Seated Heart Opener (Vajrasana-variation) N o doubt Sleep makes you feel better, but its importance goes way beyond just boosting your ...

Seated Heart Opener (Vajrasana-variation)
Seated Heart Opener (Vajrasana-variation)
No doubt Sleep makes you feel better, but its importance goes way beyond just boosting your mood or banishing under-eye circles.
  • Sleep plays an important role in your physical health, in regulating moods and reducing stress.
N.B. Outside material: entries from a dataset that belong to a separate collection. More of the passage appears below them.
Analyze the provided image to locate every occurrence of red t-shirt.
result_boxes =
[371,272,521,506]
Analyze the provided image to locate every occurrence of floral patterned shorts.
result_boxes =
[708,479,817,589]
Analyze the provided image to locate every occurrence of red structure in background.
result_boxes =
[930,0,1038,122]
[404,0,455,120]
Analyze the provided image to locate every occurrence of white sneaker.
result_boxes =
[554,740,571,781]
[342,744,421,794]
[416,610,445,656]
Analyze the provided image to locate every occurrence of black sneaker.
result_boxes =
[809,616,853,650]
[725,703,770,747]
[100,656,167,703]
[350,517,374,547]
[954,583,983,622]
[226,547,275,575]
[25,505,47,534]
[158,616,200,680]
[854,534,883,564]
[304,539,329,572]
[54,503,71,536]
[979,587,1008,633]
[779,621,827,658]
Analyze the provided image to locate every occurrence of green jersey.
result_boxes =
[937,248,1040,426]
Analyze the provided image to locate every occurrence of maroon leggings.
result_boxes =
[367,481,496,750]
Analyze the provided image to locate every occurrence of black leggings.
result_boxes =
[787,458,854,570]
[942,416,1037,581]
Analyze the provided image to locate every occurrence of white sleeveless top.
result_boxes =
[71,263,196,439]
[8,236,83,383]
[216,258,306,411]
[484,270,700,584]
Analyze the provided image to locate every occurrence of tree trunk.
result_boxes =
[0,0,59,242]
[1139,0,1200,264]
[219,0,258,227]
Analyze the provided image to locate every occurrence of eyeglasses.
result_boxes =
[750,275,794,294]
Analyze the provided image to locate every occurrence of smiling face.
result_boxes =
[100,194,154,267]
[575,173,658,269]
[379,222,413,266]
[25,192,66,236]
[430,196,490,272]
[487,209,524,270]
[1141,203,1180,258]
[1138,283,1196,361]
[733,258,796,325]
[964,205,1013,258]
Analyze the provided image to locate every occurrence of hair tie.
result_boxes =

If you habitually do not get a good night’s sleep, chances are that you may be aging faster than you should be, in addition to not feeling well and confused thinking. When we sleep, our body repairs on a cellular level and removes toxins. It is therefore necessary to get at least six to eight hours of sleep daily.
  • But no matter how hard you try, you just cannot sleep peacefully. Insomnia is a very common problem nowadays. Due to our hectic lives, irregular food timings, stress and thus many other triggers, most of us have lost our night’s peaceful sleep.
  • You have being feeling tired and sleepy the whole day, couldn’t concentrate on anything and constantly thinking about your bed and blanket.
  • Now, Its 12:00 midnight—you’ve put the finishing touches on tomorrow’s presentation, put on your night cream, done some much-needed laundry, and read all messages on your phone. You are underneath the blanket, keen to capture a few hours of shut-eye.
  • The problem is, you can close your eyes but your brain—refuse to close.
Sound familiar?

The occasional sleepless night, while annoying, is no big deal. Chronic insomnia however, can pose a serious threat to your health and well being. For example, sleep is involved in healing and repair of your heart and blood vessels. Talking about some serious problems, ongoing sleep deficiency is linked to an increased risk of heart disease, kidney disease, high blood pressure, diabetes, and stroke.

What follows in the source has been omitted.